Jumat, 29 April 2016

Prolog



Jam istirahat pertama baru saja selesai. Semua siswa 8J dengan segera bergegas kembali ke tempat duduknya masing-masing. Mempersiapkan diri.

Hari ini ada ulangan Matematika. Aku bahkan sama sekali tidak memahami semua bab Matematika di semester Genap ini. Semester kemarin saja aku bahkan mendapat rank 21 dari 32 siswa di kelasku ini. Aku sendiri tidak menyangka kenapa bisa seburuk ini.

“Assalamualaikum”. ucap seseorang yang baru saja masuk ke kelas. Dia adalah guru favorit kami. Pak Wahyudi sang Guru Matematika. Orang yang sangat humoris. “Siapkan kertas…” lanjutnya sambil mempersiapkan tempat duduk.

“Gimana ini Dim?”. Aku sungguh berputus asa ketika mengucapkan kalimat itu ke Dimas, temanku yang dulu masih satu SD denganku. Sungguh aku sangat tidak memahami pelajaran ini. Rumit sekali.

“Santai saja. Apa gunanya remidi?” jawabnya dengan cepat. “Ini kan cuma ulangan harian biasa”
“Tapi setidaknya kau sudah paham dengan bab ini bukan?” protesku. “Aku bahkan… Ah sudahlah”. 
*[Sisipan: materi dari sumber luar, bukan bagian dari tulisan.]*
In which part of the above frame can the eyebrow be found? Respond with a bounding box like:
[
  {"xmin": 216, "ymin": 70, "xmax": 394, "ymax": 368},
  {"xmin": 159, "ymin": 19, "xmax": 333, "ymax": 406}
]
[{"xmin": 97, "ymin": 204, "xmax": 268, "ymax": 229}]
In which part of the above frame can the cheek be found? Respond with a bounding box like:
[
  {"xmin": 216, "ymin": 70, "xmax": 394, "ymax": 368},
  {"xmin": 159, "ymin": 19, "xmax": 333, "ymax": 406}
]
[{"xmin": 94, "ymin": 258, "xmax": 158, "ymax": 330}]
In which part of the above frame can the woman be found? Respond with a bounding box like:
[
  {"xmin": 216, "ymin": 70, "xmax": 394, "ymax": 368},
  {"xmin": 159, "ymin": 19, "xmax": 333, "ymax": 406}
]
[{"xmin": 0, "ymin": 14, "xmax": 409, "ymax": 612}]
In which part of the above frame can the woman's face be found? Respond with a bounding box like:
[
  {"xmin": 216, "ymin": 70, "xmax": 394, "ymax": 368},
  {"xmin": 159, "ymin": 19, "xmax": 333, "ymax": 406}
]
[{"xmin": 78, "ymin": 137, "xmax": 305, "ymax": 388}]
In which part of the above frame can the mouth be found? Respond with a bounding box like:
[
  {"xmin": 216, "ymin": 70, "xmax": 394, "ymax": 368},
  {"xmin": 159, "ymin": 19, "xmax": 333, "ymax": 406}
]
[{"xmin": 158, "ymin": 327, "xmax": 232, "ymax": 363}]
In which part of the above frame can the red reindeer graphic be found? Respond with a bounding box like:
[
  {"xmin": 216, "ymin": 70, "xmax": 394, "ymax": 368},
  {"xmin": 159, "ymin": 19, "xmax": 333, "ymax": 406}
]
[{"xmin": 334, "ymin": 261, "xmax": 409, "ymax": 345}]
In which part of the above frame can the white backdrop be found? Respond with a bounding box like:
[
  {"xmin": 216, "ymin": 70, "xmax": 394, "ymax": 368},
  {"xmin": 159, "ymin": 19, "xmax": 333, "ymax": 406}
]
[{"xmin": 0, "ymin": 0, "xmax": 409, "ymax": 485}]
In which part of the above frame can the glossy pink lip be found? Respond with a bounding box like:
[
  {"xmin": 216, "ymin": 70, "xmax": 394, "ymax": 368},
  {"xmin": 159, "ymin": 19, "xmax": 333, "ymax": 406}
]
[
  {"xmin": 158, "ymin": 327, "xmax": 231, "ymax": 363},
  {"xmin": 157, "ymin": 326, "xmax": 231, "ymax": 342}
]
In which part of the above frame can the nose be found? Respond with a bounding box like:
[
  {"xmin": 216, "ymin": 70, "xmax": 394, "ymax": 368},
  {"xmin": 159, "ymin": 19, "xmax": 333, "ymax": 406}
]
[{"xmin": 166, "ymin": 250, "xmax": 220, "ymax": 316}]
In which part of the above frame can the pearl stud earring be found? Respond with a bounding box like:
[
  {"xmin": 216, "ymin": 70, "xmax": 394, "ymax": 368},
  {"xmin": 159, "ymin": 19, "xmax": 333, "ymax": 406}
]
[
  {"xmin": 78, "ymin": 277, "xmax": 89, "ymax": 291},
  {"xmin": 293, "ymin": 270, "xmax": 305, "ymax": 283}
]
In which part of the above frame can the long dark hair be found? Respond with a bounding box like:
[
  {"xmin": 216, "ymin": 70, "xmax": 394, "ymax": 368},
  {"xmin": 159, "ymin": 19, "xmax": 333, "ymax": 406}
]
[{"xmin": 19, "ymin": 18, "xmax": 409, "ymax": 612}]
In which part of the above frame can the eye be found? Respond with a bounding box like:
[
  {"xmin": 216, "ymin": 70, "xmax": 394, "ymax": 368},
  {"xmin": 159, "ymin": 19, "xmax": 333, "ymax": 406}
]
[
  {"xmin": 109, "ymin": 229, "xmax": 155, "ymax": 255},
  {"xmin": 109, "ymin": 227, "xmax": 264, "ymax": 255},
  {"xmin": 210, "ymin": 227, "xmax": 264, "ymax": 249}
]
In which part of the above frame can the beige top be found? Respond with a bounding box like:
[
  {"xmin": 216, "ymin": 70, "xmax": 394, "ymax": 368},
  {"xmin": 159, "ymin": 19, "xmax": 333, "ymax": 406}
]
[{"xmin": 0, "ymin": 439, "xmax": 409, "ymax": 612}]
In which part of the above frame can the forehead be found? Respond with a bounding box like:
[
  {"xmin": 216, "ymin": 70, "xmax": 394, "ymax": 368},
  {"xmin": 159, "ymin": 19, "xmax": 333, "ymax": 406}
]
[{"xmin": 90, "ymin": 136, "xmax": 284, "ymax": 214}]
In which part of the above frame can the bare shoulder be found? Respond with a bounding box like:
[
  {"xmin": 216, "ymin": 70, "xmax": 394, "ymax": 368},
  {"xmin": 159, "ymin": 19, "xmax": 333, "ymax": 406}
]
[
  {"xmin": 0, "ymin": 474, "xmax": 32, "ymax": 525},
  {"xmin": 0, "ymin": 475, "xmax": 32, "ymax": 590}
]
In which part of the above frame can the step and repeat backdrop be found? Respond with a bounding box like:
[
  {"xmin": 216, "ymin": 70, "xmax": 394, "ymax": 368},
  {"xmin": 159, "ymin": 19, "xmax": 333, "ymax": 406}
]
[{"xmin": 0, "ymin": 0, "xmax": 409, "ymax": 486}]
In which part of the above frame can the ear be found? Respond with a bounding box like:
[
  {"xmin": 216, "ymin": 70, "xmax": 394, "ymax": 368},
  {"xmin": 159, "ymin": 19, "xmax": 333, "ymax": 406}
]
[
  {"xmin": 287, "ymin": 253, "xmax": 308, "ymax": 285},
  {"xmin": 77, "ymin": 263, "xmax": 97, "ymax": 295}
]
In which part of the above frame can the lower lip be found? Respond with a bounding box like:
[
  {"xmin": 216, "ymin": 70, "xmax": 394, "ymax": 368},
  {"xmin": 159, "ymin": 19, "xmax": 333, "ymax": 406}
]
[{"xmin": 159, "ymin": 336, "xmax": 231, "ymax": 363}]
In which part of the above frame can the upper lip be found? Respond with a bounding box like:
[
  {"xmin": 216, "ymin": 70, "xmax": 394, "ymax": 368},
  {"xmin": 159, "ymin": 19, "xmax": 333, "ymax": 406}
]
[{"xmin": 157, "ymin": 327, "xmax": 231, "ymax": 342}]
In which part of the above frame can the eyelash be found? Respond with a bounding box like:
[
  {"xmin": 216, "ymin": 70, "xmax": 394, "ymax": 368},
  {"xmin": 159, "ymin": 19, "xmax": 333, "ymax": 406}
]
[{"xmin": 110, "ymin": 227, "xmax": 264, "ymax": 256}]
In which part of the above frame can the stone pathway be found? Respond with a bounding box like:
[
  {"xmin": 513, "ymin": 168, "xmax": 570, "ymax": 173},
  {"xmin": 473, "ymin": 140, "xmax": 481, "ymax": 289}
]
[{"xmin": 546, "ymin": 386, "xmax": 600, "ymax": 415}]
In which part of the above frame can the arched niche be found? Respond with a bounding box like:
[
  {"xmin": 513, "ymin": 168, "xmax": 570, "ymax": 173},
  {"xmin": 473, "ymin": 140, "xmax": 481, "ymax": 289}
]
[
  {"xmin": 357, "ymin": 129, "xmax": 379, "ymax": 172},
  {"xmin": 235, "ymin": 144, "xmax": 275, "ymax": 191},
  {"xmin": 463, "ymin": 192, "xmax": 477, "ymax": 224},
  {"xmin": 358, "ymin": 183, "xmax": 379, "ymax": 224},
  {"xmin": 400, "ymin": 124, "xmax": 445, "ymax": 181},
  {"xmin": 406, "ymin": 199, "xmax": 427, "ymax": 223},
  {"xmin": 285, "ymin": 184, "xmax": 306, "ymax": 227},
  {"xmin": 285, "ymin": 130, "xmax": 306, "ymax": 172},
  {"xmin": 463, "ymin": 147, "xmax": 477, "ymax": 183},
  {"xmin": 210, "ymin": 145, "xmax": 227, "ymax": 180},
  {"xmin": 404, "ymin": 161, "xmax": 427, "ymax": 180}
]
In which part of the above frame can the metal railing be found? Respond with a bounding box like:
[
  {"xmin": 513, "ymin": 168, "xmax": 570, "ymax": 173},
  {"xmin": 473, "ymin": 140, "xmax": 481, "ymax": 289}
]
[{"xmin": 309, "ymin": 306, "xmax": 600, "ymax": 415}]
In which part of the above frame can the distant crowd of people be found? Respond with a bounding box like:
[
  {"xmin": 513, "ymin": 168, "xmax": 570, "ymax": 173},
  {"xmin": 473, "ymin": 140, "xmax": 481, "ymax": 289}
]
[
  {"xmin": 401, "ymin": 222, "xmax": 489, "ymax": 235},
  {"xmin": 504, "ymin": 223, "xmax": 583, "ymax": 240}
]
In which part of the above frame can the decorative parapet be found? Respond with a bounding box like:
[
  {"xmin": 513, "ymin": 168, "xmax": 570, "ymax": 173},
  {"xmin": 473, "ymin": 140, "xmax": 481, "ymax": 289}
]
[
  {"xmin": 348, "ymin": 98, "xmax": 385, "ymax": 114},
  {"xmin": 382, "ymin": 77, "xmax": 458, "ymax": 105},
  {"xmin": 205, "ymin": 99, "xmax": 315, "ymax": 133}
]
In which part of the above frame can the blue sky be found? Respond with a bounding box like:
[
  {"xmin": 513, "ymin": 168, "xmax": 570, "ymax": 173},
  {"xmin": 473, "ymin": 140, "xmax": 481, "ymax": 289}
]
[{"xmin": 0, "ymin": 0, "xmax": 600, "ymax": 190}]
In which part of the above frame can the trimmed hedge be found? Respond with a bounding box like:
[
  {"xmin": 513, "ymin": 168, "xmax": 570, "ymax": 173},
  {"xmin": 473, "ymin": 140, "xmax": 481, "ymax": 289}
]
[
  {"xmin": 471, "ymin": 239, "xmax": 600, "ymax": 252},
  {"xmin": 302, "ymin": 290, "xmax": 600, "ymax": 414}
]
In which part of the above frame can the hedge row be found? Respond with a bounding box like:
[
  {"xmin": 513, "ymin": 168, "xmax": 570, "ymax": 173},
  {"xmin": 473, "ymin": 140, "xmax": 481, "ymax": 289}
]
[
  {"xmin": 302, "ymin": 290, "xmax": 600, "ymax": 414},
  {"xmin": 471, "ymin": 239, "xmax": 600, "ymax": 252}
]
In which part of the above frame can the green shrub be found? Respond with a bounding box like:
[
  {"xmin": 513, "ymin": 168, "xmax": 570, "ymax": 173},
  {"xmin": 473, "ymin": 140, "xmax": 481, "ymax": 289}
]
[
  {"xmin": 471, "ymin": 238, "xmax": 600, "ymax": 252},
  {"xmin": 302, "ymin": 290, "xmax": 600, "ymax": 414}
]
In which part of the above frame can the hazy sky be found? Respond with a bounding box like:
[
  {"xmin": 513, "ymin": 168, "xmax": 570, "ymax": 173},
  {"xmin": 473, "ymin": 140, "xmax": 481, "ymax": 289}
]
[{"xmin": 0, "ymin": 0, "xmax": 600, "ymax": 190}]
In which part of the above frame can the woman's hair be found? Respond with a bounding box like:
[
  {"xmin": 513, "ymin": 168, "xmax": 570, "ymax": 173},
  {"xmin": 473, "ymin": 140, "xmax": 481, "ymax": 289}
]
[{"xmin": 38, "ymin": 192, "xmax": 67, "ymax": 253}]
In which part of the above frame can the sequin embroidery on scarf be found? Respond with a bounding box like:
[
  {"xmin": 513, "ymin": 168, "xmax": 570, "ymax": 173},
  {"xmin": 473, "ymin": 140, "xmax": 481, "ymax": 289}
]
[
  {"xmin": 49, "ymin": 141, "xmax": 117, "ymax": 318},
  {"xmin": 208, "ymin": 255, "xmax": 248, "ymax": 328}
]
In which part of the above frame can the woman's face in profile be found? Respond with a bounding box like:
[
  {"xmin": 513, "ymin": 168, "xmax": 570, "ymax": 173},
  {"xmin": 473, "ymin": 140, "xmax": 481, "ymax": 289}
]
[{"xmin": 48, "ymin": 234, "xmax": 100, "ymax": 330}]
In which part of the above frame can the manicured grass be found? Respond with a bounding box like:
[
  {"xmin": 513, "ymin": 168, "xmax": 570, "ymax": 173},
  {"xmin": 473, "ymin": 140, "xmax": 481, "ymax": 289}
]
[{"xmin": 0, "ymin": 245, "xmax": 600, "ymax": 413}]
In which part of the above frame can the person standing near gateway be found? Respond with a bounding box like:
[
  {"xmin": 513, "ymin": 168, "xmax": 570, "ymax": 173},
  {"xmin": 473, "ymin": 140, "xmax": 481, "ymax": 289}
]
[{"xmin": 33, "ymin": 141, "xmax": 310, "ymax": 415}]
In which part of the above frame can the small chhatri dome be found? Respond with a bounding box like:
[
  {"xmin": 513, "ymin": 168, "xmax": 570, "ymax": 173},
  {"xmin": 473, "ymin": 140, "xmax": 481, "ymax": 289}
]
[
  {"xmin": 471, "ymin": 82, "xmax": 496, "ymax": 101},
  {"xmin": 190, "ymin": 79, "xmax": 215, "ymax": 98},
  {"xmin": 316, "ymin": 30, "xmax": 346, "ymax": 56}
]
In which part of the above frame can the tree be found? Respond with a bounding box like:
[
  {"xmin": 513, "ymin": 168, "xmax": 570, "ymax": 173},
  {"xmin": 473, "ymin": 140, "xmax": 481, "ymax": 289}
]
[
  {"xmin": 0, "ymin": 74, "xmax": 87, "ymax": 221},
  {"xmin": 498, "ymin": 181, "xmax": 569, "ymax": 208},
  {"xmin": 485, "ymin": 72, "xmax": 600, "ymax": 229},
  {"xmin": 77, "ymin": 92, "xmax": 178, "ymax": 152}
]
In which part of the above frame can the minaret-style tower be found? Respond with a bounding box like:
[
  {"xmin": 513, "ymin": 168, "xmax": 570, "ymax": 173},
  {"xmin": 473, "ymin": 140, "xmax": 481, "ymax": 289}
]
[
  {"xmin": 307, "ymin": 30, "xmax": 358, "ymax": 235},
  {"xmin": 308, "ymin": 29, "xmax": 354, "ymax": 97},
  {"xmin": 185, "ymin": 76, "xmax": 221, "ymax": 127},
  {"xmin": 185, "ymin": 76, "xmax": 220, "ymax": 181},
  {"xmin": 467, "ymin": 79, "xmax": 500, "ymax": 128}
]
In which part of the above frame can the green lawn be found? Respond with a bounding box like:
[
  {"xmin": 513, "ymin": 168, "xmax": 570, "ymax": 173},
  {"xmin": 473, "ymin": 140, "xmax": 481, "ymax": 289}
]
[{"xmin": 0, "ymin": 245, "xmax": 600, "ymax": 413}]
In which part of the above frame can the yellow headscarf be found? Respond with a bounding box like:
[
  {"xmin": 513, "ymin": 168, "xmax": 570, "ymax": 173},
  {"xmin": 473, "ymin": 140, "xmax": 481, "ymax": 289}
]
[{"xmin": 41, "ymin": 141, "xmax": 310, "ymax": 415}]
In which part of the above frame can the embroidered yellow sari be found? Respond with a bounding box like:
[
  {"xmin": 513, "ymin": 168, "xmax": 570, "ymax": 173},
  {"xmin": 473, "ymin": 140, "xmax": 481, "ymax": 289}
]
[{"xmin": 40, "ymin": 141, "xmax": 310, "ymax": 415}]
Aku tidak mau lagi berkompromi dengan Dimas ini. Aku tahu dia tipe orang yang acuh tak acuh terhadap keadaan. Sama seperti saat SD dulu. Tiada perubahan sama sekali.

Lembar-lembar soal dibagikan. Kulihat hanya sepuluh butir soal saja. Tapi apa maksutnya ini? Kumpulan huruf dan angka yang tidak kupahami sama sekali. Campuran antara keduanya benar-benar membuat mataku buta. Aku sama sekali tidak mengerti apa yang tertulis disana

Tiba-tiba ada sesosok tinggi besar dengan muka yang kotor hadir di sebelahku. Entah dari mana asalnya. “Geser” ucapnya tiba-tiba. Dan langsung saja menggeser tempat dudukku dari kiri tanpa sempat aku memberikannya izin. 

“Apa-apaan ini. Apa maksutmu maju ke depan? Ke bangku-ku?” ucapku dengan jengkel.
            Mentor diam saja. Dia merogoh sakunya. Diberikannya sesuatu kepadaku sebuah kertas yang sudah kusut --- mungkin karena sudah lama berada disitu. “Mau tidak?”
 
            Kuambil kertas yang ditawarkannya itu padaku. Samar-samar tertulis sekumpulan angka dan huruf yang --- tetap saja --- tidak bisa kubaca. Urutan jawaban dari nomor satu sampai lima tertulis dengan acak disitu.

            Suasana hatiku berubah dengan seketika. Entah mengapa perasaan ini begitu riang gembira. Aku sungguh penasaran bagaimana Mentor mendapatkan kertas ini dan dari mana. Padahal dia sendiri juga sama sepertiku. Karena dia memang panutanku. Selama aku ada di kelas ini. Kukira.

            “Dapat dari mana” tanyaku untuk menyuarakan rasa penasaran hati ini.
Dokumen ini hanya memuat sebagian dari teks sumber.